Matt Campbell and Pete Humphries
The Ocular Genetics Unit, Institute of Genetics, University of Dublin, Trinity College, Dublin 2,
The inner retina is suffused with a network of fine capillaries, rendering, in principle, the concept of systemic ocular drug delivery highly attractive. However, as with the vasculature of the brain, endothelial cells lining the inner retinal vessels are sealed by ‘tight-junctions’ comprising over 30 proteins, these representing the inner blood-retina barrier (iBRB). While barrier integrity is of obvious and critical importance, the iBRB nevertheless prevents an estimated 98% of systemically deliverable low molecular weight potentially therapeutic drugs from gaining access to retinal tissues and, where the iBRB remains intact in the presence of edema, it prevents fluid from getting out.
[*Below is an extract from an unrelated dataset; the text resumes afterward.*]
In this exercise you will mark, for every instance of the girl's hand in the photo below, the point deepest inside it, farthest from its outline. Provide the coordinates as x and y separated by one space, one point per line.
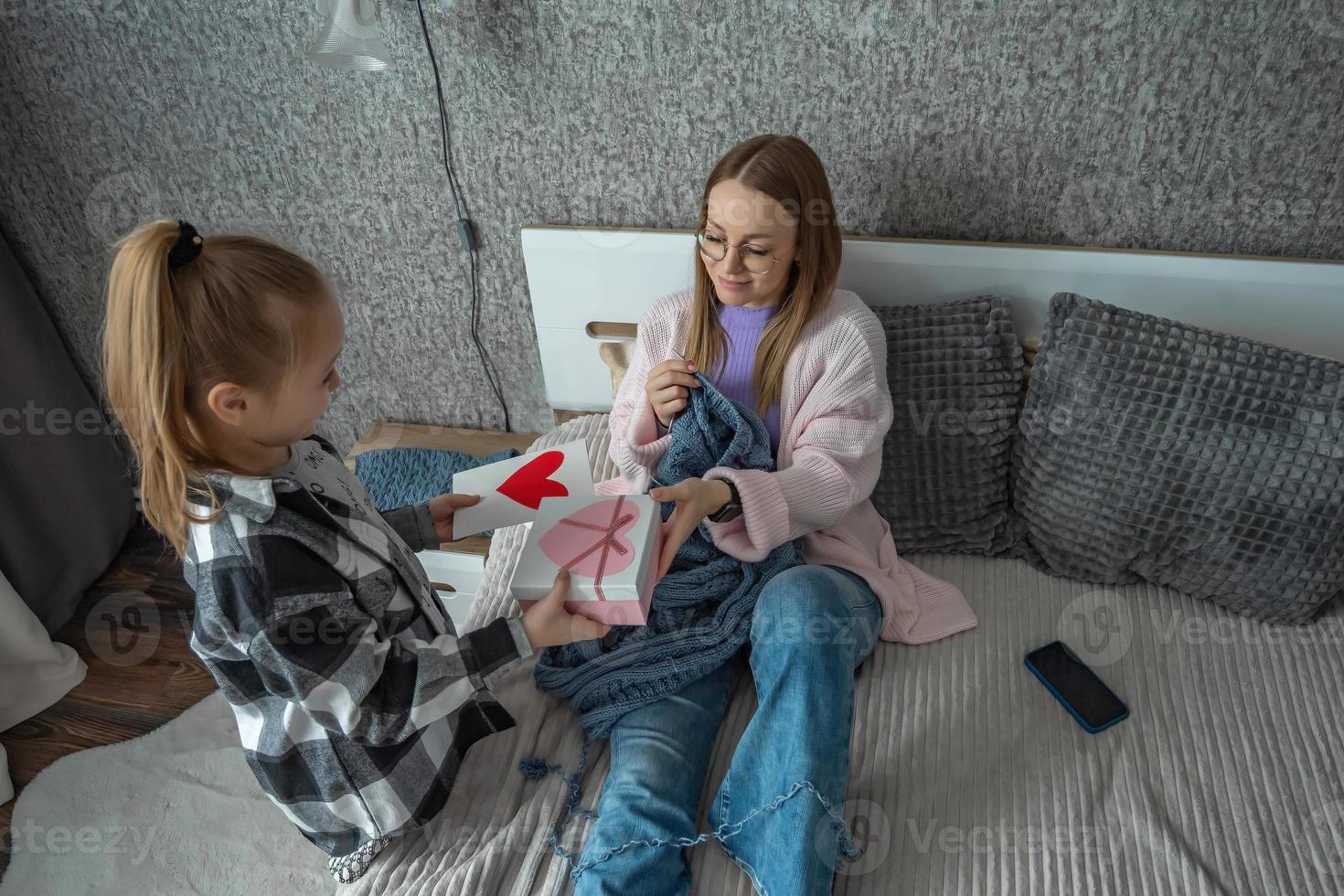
441 511
548 623
668 389
695 500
In fact, permeability at the iBRB can be controlled with precision, quite simply, by down-regulating selected tight junction transcripts in such a manner that low molecular weight compounds can now move from the peripheral circulation into the retina, but larger (>1,000 Dalton), potentially neurotoxic compounds such as anaphylatoxins, antibodies, viruses etc., are prevented from doing so. Here, we provide a description of the fundamental experimental technology, together with examples of how it can be used in protecting the retina in chronic and acute disease states.